I’ve taught myself the basics of null hypothesis significance testing, though I confess I am no expert (Maths was never my strong point at school!). But I also came across your blog after I heard about this “replication crisis” thing.

I wanted to ask you a question, if I may.

Suppose a randomised controlled experiment is conducted with two groups and the mean difference turns out to be statistically significant at the .05 level. I’ve learnt from my self-study that this means:

“If there were genuinely no difference in the population, the probability of getting a result this big or bigger is less than 5%.”

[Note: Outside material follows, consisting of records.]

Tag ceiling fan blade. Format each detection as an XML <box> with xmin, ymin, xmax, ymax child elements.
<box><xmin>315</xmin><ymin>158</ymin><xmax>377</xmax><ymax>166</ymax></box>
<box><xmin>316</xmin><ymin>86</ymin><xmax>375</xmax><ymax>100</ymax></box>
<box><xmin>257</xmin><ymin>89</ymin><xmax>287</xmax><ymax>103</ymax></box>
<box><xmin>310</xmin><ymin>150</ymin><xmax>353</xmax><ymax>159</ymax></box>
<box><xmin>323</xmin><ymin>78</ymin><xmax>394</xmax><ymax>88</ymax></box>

So far, so good (or so I thought).

But from my recent reading, I’ve gathered that many people criticise studies for using “small samples.” What was interesting to me is that they criticise this even after a significant result has been found.

So they’re not saying “Your sample size was small so that may be why you didn’t find a significant result.” They’re saying: “Even though you did find a significant result, your sample size was small so your result can’t be trusted.”

I was just wondering whether you could explain why one should distrust significant results with small samples? Some people seem to be saying it’s because it may have been a chance finding. But isn’t that what the p-value is supposed to tell you? If p is less then 0.05, doesn’t that mean I can assume it (probably) wasn’t a “chance finding”?

My reply: See my paper, “The failure of null hypothesis significance testing when studying incremental changes, and what to do about it,” recently published in the Personality and Social Psychology Bulletin. The short answer is that (a) it’s not hard to get p less than 0.05 just from chance, via forking paths, and (b) when effect sizes are small and a study is noisy, any estimate that reaches “statistical significance” is likely to be an overestimate, perhaps a huge overestimate.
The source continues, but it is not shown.